Productive apprentices earn more for your business

Productive apprentices earn more for your business

  • Published on Friday 21 February, 2014
  • 3 min. to read



A number of business factors appear to influence the outcome of apprenticeships. Employers in business for 10 or more years are far more likely to retain their apprentices in comparison with employers who have been in business for less than five years.Whereas over 95% of interviewed employers rate themselves as a good boss; unfortunately apprentices don’t agree – less than 75% say they have a good boss and in some groups this is as low as 49%.


Experience as a boss with apprentices matters.

The more experience they have had the better their apprentice completion rates. They learn from their mistakes and listen to advice.

Attitude as a boss matters.

The attitude of the employer can greatly contribute to the cause of apprentices not completing. GenY apprentices are quick to pick up the clues from their employers; they feel that they are already sacrificing wages in exchange for training and respond negatively to employers who harp on about profitability and costly mistakes.

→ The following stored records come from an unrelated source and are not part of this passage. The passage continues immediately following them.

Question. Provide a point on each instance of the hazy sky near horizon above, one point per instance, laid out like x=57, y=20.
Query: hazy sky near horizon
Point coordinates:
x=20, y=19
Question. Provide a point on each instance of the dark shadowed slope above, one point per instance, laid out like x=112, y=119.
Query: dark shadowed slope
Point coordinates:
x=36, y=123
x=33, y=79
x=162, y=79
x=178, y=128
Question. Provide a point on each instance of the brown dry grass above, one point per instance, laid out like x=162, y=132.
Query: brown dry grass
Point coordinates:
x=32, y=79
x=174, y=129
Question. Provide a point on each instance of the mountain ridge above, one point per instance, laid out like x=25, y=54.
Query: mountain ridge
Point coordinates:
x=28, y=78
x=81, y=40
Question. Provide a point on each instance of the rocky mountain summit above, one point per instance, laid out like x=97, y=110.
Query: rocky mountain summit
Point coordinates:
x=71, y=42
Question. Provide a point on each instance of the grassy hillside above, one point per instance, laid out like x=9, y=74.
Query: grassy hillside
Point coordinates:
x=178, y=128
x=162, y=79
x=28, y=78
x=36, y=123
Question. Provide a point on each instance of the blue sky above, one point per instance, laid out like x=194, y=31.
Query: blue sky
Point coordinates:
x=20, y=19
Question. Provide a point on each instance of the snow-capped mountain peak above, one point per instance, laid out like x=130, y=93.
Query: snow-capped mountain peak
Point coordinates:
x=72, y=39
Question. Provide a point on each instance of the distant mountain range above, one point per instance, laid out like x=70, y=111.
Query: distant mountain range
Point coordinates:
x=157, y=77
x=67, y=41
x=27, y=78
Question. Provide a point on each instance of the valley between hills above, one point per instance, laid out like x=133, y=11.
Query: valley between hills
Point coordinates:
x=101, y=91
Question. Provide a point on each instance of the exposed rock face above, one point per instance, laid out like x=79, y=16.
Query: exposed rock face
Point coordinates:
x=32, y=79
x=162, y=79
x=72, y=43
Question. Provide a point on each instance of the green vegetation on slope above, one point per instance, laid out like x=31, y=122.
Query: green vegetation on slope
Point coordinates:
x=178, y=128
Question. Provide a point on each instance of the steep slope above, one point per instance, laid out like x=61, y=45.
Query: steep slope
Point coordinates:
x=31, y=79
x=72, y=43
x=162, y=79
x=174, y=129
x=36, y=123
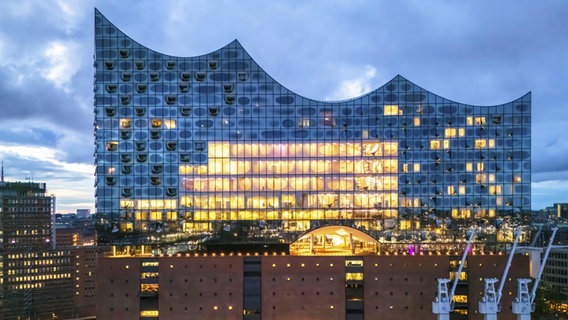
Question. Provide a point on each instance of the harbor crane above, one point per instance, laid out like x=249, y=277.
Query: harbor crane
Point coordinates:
x=443, y=303
x=524, y=302
x=489, y=304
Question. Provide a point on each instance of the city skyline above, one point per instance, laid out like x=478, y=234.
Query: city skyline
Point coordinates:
x=46, y=65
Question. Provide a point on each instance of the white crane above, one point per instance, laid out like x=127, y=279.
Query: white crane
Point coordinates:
x=489, y=304
x=443, y=304
x=523, y=303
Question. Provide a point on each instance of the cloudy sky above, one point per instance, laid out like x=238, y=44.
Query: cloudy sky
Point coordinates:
x=481, y=52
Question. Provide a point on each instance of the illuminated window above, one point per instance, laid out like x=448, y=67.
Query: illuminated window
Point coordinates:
x=156, y=123
x=450, y=132
x=112, y=145
x=170, y=124
x=392, y=111
x=125, y=123
x=328, y=119
x=495, y=190
x=480, y=121
x=451, y=190
x=353, y=276
x=435, y=144
x=480, y=144
x=304, y=123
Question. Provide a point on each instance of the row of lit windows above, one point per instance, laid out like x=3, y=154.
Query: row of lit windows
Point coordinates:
x=32, y=255
x=362, y=183
x=40, y=277
x=437, y=144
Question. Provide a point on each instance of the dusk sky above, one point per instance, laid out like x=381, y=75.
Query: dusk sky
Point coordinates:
x=482, y=52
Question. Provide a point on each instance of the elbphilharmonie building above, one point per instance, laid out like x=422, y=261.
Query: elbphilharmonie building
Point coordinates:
x=211, y=149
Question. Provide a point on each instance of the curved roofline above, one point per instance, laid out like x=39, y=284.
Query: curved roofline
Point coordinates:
x=236, y=43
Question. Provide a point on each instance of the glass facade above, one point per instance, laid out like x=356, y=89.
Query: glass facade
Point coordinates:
x=211, y=148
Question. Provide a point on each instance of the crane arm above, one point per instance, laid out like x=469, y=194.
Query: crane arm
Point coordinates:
x=546, y=253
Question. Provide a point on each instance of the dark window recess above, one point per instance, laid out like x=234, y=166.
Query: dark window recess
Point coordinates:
x=252, y=288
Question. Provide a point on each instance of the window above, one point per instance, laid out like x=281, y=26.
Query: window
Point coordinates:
x=450, y=133
x=480, y=144
x=170, y=124
x=328, y=119
x=435, y=144
x=304, y=123
x=451, y=190
x=156, y=123
x=392, y=111
x=125, y=123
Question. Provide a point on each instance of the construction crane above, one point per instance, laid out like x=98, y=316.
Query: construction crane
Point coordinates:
x=489, y=304
x=523, y=303
x=443, y=304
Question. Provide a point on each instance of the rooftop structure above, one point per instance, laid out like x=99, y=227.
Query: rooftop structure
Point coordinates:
x=197, y=151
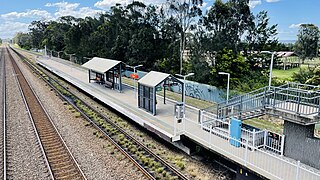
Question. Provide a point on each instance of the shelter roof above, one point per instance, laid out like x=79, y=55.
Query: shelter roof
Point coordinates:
x=101, y=65
x=285, y=54
x=154, y=78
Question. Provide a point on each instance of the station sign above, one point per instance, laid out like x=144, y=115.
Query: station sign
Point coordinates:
x=134, y=76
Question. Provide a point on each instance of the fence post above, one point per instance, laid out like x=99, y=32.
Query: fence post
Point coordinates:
x=282, y=144
x=201, y=119
x=174, y=126
x=299, y=99
x=246, y=154
x=264, y=99
x=298, y=169
x=200, y=115
x=210, y=136
x=184, y=125
x=274, y=98
x=253, y=139
x=265, y=139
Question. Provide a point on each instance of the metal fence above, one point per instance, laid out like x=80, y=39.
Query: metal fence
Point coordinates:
x=255, y=137
x=295, y=98
x=265, y=163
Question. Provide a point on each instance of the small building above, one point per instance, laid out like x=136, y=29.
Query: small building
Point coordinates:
x=105, y=71
x=147, y=87
x=287, y=60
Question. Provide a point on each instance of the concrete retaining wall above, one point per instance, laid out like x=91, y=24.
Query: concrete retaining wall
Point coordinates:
x=300, y=144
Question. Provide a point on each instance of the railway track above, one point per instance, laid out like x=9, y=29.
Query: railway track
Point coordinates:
x=152, y=165
x=61, y=163
x=3, y=115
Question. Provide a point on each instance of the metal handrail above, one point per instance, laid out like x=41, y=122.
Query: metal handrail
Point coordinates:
x=273, y=97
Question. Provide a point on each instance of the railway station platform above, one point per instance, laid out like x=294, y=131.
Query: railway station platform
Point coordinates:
x=124, y=102
x=248, y=156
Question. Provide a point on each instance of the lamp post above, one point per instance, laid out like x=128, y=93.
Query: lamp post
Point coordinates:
x=59, y=53
x=134, y=79
x=70, y=56
x=271, y=66
x=184, y=90
x=228, y=84
x=51, y=53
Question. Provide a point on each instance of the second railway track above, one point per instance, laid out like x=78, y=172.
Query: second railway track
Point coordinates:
x=62, y=163
x=2, y=115
x=148, y=162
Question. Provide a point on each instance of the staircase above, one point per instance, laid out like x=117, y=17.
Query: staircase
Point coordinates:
x=295, y=102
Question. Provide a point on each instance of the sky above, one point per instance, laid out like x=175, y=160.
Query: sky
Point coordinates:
x=16, y=15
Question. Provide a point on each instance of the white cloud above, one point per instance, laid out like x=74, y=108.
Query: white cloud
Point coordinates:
x=253, y=4
x=72, y=9
x=270, y=1
x=294, y=26
x=28, y=14
x=106, y=4
x=9, y=28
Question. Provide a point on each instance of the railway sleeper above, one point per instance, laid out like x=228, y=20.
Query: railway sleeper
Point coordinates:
x=56, y=165
x=53, y=151
x=64, y=174
x=69, y=176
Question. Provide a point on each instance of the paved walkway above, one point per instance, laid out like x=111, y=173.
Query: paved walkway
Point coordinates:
x=125, y=102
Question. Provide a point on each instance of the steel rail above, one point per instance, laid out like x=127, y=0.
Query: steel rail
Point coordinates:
x=33, y=125
x=4, y=114
x=37, y=130
x=167, y=165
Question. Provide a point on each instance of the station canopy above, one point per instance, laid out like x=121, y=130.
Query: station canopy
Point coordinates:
x=147, y=98
x=153, y=78
x=101, y=65
x=105, y=71
x=285, y=53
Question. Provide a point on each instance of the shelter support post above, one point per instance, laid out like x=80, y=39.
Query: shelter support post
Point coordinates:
x=154, y=101
x=120, y=78
x=164, y=92
x=89, y=75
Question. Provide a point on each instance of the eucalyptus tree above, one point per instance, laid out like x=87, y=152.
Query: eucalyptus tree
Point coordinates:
x=37, y=30
x=308, y=41
x=185, y=11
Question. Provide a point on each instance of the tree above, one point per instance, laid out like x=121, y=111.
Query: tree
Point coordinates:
x=315, y=79
x=308, y=41
x=227, y=22
x=260, y=34
x=23, y=40
x=185, y=12
x=227, y=61
x=37, y=30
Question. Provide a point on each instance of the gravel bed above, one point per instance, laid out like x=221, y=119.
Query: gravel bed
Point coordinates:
x=24, y=157
x=194, y=168
x=96, y=157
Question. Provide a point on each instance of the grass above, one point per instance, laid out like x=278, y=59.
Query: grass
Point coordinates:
x=263, y=124
x=201, y=104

The time spent mentoring matters. 

80% of apprentice bosses not only run the business but also look after the apprentice’s pay and conditions. That puts enormous pressure on employers who want to mentor their apprentice, but can’t find the time. In such situations, the apprentice gets in a difficult position if they want to talk to someone about a work problem, a pay rise or their working conditions.

However, the employers with good retention rates, even if they are in small businesses, tend to have someone looking after or helping out with HR matters. Successful employers also take the apprenticeship relationship seriously and make sure that they are doing what they are supposed to do for the apprentice; they stick to the deal in practice as well as on paper.

Learning from other employers matters. 

The larger businesses, with the best track records, are most likely to say that they have been influenced by their industry body; whereas our research indicates low retention rate employers don’t take advice.

The more successful employers have established guidelines for recruiting workers and apprentices and most importantly, take input or advice from others – partner, colleague, industry association – about recruiting, employing and managing apprentices.

Matching the apprentice to the trade matters.

Not only are one in three apprentices likely to leave their apprenticeship in the first year, of the 55% that complete, some leave the trade immediately after they qualify.

Feedback from MEGT’s apprentices is that they were dedicated to finishing and had a good work attitude. But they never did like that particular trade. Carrying out some type of testing to see if the job seeker is right for your trade, is clearly well worth doing.